Biennale de Venise: Pavlo Makov, un artiste ukrainien dans la guerre

Pavlo Makov, 63 ans, est l'artiste ukrainien choisi de longue date pour représenter son pays à la Biennale des arts de Venise. La plus grande manifestation artistique au monde dure jusqu'au mois de novembre. Il y est arrivé de justesse et son œuvre a pu être sortie de manière assez rocambolesque après le début de la guerre déclenchée par la Russie.

Pavlo Makov enchaine les interviews dans un débit ultra rapide, avec ce sentiment d'urgence qui ne le quitte plus depuis le début de la guerre. Depuis l'invasion russe, sa famille, comme de nombreuses familles ukrainiennes, est dispersée aux quatre coins de l'Europe. Ce qui aurait dû être un honneur et une fête - représenter son pays à la Biennale d'art de Venise - s'est transformé en tribune pour la survie de l'Ukraine devant son œuvre intitulée Fontaine de l'épuisement.

« Quand je parle d’épuisement, je ne parle pas seulement de politique ou de notre vie sociale, je parle d’épuisement de notre relation à la nature.
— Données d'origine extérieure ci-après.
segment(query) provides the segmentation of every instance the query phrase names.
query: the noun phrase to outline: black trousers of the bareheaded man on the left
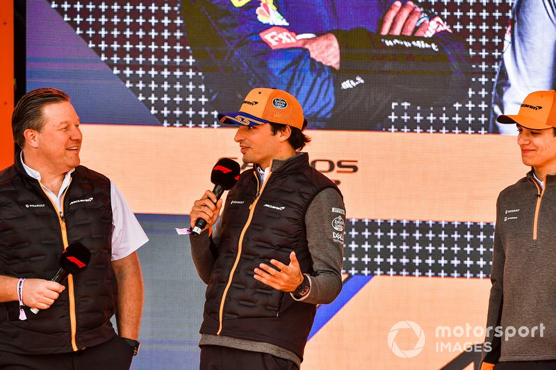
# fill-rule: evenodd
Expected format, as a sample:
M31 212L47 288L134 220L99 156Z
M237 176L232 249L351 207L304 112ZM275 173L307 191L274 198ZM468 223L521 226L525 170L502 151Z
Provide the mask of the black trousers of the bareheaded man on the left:
M129 370L133 347L115 336L82 351L52 355L20 355L0 351L2 370Z

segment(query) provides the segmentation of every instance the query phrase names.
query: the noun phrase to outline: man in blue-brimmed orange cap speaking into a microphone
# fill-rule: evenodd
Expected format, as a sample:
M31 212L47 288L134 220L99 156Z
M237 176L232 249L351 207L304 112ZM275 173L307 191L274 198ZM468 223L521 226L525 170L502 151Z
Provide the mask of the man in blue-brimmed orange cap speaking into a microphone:
M240 112L243 162L226 199L207 190L190 212L197 272L208 284L201 326L201 369L298 369L316 305L342 287L345 207L338 187L309 165L300 103L256 88ZM214 227L212 227L214 226Z

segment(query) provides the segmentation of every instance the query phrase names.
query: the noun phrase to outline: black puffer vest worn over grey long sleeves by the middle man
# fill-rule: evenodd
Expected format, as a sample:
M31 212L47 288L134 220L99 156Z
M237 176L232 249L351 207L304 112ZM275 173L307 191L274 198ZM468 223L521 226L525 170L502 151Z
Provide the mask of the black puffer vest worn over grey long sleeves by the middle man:
M337 187L309 165L306 153L259 183L256 170L245 171L227 196L201 333L268 342L303 358L316 305L264 285L253 270L261 262L272 266L272 258L287 265L295 251L301 271L312 274L305 213L320 191Z

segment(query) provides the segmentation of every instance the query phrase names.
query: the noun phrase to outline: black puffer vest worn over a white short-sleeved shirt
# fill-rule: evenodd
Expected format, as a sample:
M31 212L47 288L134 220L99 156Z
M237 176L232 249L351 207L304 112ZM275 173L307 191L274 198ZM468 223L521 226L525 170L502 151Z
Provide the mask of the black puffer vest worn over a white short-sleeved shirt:
M112 208L110 180L76 167L63 201L63 218L38 180L19 162L0 172L0 274L50 280L58 271L67 242L91 252L88 267L66 280L65 291L47 310L19 320L19 303L0 303L0 349L15 353L65 353L113 337L117 281L111 267ZM65 224L65 227L64 225ZM23 285L25 289L25 284ZM73 291L74 298L70 298ZM72 326L75 335L72 335Z

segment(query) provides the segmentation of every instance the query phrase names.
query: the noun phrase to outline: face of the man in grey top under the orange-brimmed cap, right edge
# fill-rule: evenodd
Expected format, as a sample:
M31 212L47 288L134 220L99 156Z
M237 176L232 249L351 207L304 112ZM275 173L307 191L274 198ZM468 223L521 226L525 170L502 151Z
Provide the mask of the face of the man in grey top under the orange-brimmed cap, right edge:
M540 180L556 174L556 135L552 128L531 130L518 125L517 143L523 164L533 167Z

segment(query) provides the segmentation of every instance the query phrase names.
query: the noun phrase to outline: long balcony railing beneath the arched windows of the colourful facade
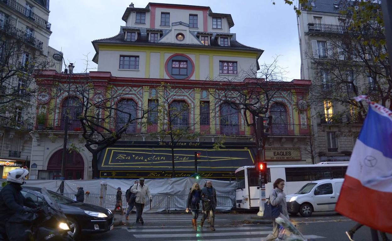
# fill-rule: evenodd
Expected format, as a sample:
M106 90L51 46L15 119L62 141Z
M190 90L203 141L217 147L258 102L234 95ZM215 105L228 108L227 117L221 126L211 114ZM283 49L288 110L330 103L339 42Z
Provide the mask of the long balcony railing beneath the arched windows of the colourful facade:
M115 119L111 121L108 129L111 131L118 131L127 122ZM65 120L54 120L46 119L44 123L36 123L36 130L55 130L64 131ZM103 126L108 124L102 124ZM186 129L189 132L200 132L201 135L226 135L226 136L252 136L254 134L253 127L247 125L236 125L236 124L173 124L173 129ZM81 123L78 119L70 119L68 122L69 131L80 131ZM105 130L97 129L100 132ZM148 123L147 125L140 124L137 122L129 123L125 132L127 133L153 133L160 130L168 130L167 125L158 123ZM298 124L274 124L271 127L270 135L284 135L284 136L295 136L295 135L311 135L313 134L312 125L298 125Z

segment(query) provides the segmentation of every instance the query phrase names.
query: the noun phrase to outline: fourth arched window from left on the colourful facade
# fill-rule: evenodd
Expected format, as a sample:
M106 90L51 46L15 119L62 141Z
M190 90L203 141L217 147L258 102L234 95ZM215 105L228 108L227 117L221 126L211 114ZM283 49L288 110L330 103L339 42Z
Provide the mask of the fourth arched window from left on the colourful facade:
M238 135L238 123L240 120L240 112L232 108L228 104L220 106L220 127L221 134Z

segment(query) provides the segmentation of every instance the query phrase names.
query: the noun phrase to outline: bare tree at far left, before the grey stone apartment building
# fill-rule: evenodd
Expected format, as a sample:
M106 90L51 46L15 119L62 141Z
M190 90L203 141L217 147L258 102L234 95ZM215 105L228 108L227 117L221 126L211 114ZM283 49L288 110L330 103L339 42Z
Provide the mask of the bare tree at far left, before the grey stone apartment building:
M29 110L35 106L38 92L33 73L36 75L53 67L42 52L42 45L38 39L13 27L11 20L0 20L0 115L3 125L23 128L22 115L24 119L30 117Z

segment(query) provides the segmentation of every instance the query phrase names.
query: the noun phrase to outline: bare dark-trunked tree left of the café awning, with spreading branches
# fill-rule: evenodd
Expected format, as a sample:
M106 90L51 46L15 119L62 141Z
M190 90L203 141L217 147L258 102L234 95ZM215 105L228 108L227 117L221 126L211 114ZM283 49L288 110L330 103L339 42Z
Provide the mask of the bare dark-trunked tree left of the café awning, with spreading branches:
M110 82L94 82L83 74L63 74L62 78L61 83L54 83L58 93L67 93L67 108L61 110L60 121L68 120L68 129L82 131L84 146L93 156L93 177L98 177L98 154L141 128L138 121L148 111L132 100L140 87L113 88Z

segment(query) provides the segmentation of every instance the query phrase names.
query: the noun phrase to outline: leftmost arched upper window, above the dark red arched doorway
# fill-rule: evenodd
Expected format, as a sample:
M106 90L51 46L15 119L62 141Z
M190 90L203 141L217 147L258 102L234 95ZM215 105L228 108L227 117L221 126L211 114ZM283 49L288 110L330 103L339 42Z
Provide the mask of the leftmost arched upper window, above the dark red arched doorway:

On parle de la guerre maintenant, mais la glace continue de fondre dans le Grand Nord. »

« Sentir les choses avant les autres »

Sa Fontaine de l'épuisement, composée de 78 entonnoirs de bronze dans lesquels l'eau n'arrive plus à ruisseler, est arrivée jusqu'à Venise grâce à la détermination d'une des commissaires de l'exposition qui lui a fait traverser une partie de l'Europe dans sa voiture.

« La grande différence avec les artistes, ce n’est pas qu’ils dessinent ou écrivent mieux que les autres, c'est qu'ils pensent plus vite. Sentir les choses avant les autres, c’est le trait principal d’un artiste. Les politiques devraient y prêter attention. Cela peut aider. Mais je suis pragmatique. Et pour aider, j’envoie la plus grande partie de mes revenues en Ukraine, à l’armée, aux volontaires, et à mes amis sur place. Notre combat se joue sur le front, pas ici. »

En attendant, c'est ici devant la Fontaine de l'épuisement signée Pavlo Makov, triste métaphore de la situation du monde, que la foule se presse.